Ama ertesi sabah, Rand’ın görebildiği kadarıyla hiçbir şey değişmemişti. Afet güneye doğru soluyordu, elbette. Çarpık ağaçlar düz olanlarla yer değiştirmişti. Boğucu sıcak azalmıştı. Çürümekte olan bitki örtüsü yerlerini yalnızca hastalıklı olanlara bıraktı. Ve sonra Rand, hastalıklı olanların da kaybolduğunu fark etti. Çevrelerindeki orman, dallardaki gür, taze filizlerle kırmızılaştı. Çalıların arasında tomurcuklar fışkırmış, sarmaşıklar kayaları yemyeşil kaplamıştı ve taze yabançiçekleri, Yeşil Adam’ın yürüdüğü yerde olduğu gibi, çimenleri süslemişti.

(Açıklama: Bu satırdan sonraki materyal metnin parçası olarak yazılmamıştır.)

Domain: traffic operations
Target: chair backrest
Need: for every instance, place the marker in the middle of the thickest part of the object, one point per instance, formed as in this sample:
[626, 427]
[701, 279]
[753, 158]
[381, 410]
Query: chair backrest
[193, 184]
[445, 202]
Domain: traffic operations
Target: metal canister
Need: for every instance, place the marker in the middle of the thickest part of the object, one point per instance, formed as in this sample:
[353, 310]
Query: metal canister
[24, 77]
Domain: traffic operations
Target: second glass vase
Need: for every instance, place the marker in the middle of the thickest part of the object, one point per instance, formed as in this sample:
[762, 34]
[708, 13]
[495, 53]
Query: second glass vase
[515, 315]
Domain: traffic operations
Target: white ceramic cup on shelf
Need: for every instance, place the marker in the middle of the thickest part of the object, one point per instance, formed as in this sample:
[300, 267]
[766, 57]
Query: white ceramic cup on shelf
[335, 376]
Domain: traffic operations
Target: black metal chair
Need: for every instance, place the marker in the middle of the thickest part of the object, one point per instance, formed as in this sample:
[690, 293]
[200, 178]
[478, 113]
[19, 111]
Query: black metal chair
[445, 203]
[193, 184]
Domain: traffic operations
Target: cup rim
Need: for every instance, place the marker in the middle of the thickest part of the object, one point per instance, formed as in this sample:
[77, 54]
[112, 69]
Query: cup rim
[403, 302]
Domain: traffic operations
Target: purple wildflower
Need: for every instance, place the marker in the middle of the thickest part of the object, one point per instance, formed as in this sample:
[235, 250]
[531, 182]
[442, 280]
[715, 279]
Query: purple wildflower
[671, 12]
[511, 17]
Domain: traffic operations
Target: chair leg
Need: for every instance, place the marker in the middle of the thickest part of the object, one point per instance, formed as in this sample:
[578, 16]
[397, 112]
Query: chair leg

Sanki kışın uzun süre uzak tuttuğu bahar şimdi kaybettiği zamanı telafi etmek için acele ediyordu.
Çevresine bakakalan yalnızca Rand değildi. “Muazzam bir darbe,” diye mırıldandı Moiraine ve başka bir şey demedi.
Tırmanan yabangülleri Sınır’ı işaretleyen taş sütuna dolanmıştı. İnsanlar gözlem kulelerinden çıkıp onları selamladılar. Kahkahalarında şaşkınlık vardı ve gözleri, çelik ayakkabılı ayaklarının altındaki çimenlere inanamıyormuş gibi hayretle parlıyordu.